Even as a young man, Suggs was a bold standout. Childhood friend Alexandra Alger wrote, also on Facebook, that during a high school year abroad program in France she was “blown away by a short story he wrote –– he was an amazing writer, even then. When I saw him at Yale the next year, he was wearing purple eye shadow. He looked great. He was one of the most inspirational people there. It seems he inspired people throughout his life.”
Suggs was a founder of People Using Media to Do Prevention, or the PUMP project, which taught young people from neighborhoods devastated by HIV how to produce prevention videos. Better World Advertising, which manages HIV messaging campaigns targeting LGBT and people of color communities, grew out of the PUMP effort. Suggs also worked on prevention education projects internationally –– from Puebla, Mexico to Santo Domingo and Bani in the Dominican Republic.

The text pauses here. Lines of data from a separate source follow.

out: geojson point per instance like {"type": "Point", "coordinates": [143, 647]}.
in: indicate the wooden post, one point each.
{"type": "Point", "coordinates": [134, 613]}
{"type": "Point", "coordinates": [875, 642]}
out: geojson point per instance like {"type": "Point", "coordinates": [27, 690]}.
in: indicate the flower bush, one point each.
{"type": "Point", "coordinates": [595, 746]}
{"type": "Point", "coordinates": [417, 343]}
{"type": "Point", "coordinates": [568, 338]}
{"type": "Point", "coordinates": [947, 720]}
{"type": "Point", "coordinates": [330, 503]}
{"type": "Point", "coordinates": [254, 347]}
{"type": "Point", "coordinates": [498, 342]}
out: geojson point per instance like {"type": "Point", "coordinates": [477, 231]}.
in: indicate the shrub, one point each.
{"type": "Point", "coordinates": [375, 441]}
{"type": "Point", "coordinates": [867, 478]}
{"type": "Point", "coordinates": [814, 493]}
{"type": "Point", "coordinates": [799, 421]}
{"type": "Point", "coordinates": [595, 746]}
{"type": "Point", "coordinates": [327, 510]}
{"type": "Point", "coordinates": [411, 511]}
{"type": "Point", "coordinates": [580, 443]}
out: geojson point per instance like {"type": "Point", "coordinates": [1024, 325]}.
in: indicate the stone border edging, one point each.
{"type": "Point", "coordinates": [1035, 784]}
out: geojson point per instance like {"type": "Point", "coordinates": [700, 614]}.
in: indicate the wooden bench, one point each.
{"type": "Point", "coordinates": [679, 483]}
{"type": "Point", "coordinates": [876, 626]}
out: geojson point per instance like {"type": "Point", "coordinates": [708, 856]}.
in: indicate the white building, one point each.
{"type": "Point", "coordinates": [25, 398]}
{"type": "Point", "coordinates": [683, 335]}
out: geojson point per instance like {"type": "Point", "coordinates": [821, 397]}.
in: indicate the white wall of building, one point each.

As a journalist, Suggs was also a contributor to the New York Times and the Advocate, among other publications. As a board member at the Manhattan Neighborhood Network, he was instrumental in bringing “Gay USA” into the fold there.
Suggs’ fedora hats, hundreds of pairs of shoes, love of vintage eyeglasses, and bigger than life laugh made him one of the most popular faces to walk the streets of Alphabet City. Many people referred to him as “the Mayor of the East Village.” Amanda Pelham, a friend, commented on Facebook that a chance encounter on the streets always led to “the best conversations... his storytelling, insight, fierce fighting spirit, and that HUGE laugh... would stay with me, for days.
In addition to his father, he is survived by his partner Jeremy Hess, son Luis Ramirez, mother Betty, sisters Dawn and Dina, niece Delali Maxine, and grandmother Elnora.
A memorial service for Donald Suggs will be held on December 8 at 1 p.m. at St. Mark's Church, 131 East Tenth Street at Second Avenue. In lieu of flowers, the family asks that donations be sent to Grassroots Leadership, P.O. Box 36006, Charlotte, NC 28236, or to the One Iowa Education Fund, 419 SW Eighth Street, Des Moines, IA 50309.